Graphene was first synthetically isolated in 2004, and due to its distinctive optical, thermal, mechanical, electronic, and quantum properties, an increasing amount of scientific research is being conducted on the material as it could catalyze technological innovation in the biomedical field.
A recent study demonstrated that graphene exhibits the greatest mechanical strength ever measured in a natural or artificial material - approximately 10x the strength of titanium. And although graphene is composed of just a single layer of atoms, the intrinsic strength of the material is "extremely remarkable" as its structure presents no defects or grain boundaries within its composition. Additional research has revealed that variable amounts of graphene and its derivatives can be successfully combined with other metals, such as copper or nickel, in order to increase the tensile strength.
Graphene also displays great elasticity, which is attributable to its carbon-carbon bonds displayed in a hexagonal arrangement. Because of its atom monolayer, graphene is very lightweight, weighing only 0.77 mg/m2. To put in perspective, the developers stated that “a 1 square meter graphene hammock would support a 4 kg cat but would weigh only as much as one of the cat's whiskers, at 0.77 mg (about 0.001% of the weight of a 1 square meter sheet of paper)”.
Lastly, it has been recently demonstrated that graphene sheets may have a significant antibacterial effect. Surgical Site Infections (SSIs) are a significant concern with spinal surgery, and graphene's antibacterial properties could potentially help reduce the rates of infection after fusions by being incorporated in spinal hardware. Graphene has the potential to increase the resistance of current spinal implants by either combining graphene with other alloys, or by using layers of graphene as a coating.

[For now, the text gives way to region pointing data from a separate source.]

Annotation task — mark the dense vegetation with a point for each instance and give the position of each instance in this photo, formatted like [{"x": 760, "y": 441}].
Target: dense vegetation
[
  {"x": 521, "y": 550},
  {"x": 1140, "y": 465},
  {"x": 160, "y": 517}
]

In addition to spinal instrumentation, another potential application of graphene technology for spine surgery is the development of new micro/nano-electromechanical systems (MEMS and NEMS), which would enable real-time evaluation of the biomechanics of a patient's anatomy under different real-life situations after receiving a spinal implant (such as an artificial disc or an interbody cage).

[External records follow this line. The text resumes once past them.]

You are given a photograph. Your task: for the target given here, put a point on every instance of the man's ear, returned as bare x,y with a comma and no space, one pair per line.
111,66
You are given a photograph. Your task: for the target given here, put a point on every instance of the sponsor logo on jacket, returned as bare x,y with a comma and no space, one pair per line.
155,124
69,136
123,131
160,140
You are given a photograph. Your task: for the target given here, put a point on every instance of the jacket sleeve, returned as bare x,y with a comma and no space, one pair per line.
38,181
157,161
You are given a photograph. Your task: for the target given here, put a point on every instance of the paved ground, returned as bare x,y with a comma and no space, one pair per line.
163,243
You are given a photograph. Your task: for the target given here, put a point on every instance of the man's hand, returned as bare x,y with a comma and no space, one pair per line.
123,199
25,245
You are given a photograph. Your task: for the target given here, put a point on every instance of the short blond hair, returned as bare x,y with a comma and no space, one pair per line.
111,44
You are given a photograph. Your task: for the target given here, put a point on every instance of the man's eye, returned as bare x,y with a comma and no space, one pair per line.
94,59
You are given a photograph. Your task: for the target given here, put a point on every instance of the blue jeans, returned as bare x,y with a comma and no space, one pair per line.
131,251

While graphene has shown promise as a new biomedical material, further research will need to be conducted on the biocompatibility of graphene with neuronal tissue, the long-term biological effects of graphene implants, the behavior of graphene under electromagnetic fields commonly used in neuroimaging and MRI, issues related to the reported cytotoxicity of graphene derivatives, as well as cellular damage caused by edge irregularities on graphene nanomaterials.